Is The Product Secure From Receiving To Sale?

Products must be in a secure environment from the time they are delivered to the museum until they come under the control of store personnel. This may start with secure temporary storage cages near loading docks and include a retail space that can be closed and locked when not open for business.

Design Development

What's The Relative Value Of The Product Categories?

The answer to this question will help allocate a finite amount of space so each product generates as much revenue and profit as possible for the space used. For each product category, revenue, profit margin, turnover and space required for merchandising should be compared to the other product categories in the store, not to other stores or industry standards.

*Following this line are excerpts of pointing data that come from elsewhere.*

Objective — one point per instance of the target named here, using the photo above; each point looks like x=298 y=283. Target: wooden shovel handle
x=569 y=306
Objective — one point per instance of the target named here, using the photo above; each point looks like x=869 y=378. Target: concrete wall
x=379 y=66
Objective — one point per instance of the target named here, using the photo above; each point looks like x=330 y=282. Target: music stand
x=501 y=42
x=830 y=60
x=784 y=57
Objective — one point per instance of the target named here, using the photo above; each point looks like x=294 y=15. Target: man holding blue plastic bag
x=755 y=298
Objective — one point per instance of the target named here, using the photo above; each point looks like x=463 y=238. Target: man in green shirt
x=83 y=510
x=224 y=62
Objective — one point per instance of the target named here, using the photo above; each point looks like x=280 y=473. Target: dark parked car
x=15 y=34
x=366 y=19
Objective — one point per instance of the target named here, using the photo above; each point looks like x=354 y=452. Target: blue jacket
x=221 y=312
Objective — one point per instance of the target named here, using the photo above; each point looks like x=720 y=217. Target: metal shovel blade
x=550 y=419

The goal for this comparison is to determine if the product categories that best support store are given sufficient space and the space devoted to less important categories is kept in balance. Books is to the same comparative standards.

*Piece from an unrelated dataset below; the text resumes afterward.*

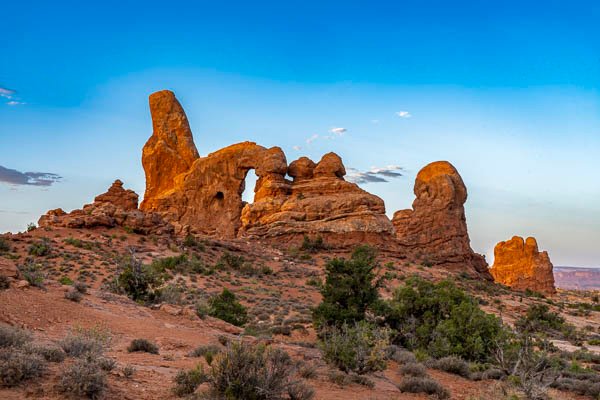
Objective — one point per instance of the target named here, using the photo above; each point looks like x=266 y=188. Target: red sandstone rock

Will The Layout and Design Help To Increase Incremental Sales?

Perhaps the most critical, and in some respects the easiest, way to increase revenue is to people to buy more... Now! This is especially important for museum stores because so many visitors are infrequent or one-time customers. Granted, the best way to do this is through great customer service and proactive selling, but the layout and design, especially providing attractive display areas, should augment those efforts.

Does The Design Encourage Customers To Linger and Move Throughout The Store?

The more time a customer spends in the store, even if customer service is not what it could be, the better chance there is they will find something to buy. Simply asked, is the store a place where customers will want to spend time? Is the merchandising space off to the sides and towards the back of the space attractive enough to draw foot-traffic to these areas? In addition to the product selection, will the combination of general ambiance including lighting, flooring and music, compelling merchandising and displays of product extend the time the customer spends in the store?

Do The Fixtures Enhance The Overall Image Of The Store?

Every aspect of fixturing should support the pricing and value of the products in the store. If the museum is a more sophisticated institution with a higher-priced product selection, the fixtures must help to create an ambiance that enhances the perceived value. Stores selling lower-priced, less sophisticated products can have simpler fixturing.

What's The Greatest Design Gift To A Museum Store?

Because of product selection responses to periodic exhibit rotation and traveling and exhibits, the most beneficial feature that can be designed into a store is fixture flexibility. Jewelry and posters, for example, need dedicated fixtures, but most of the remainder of the store will benefit from casters under freestanding fixtures so the store can be rearranged more easily; adjustable shelves so taller and shorter products can be accommodated and a vertical merchandising system that helps to make efficient use of the area above each square foot of merchandisable space.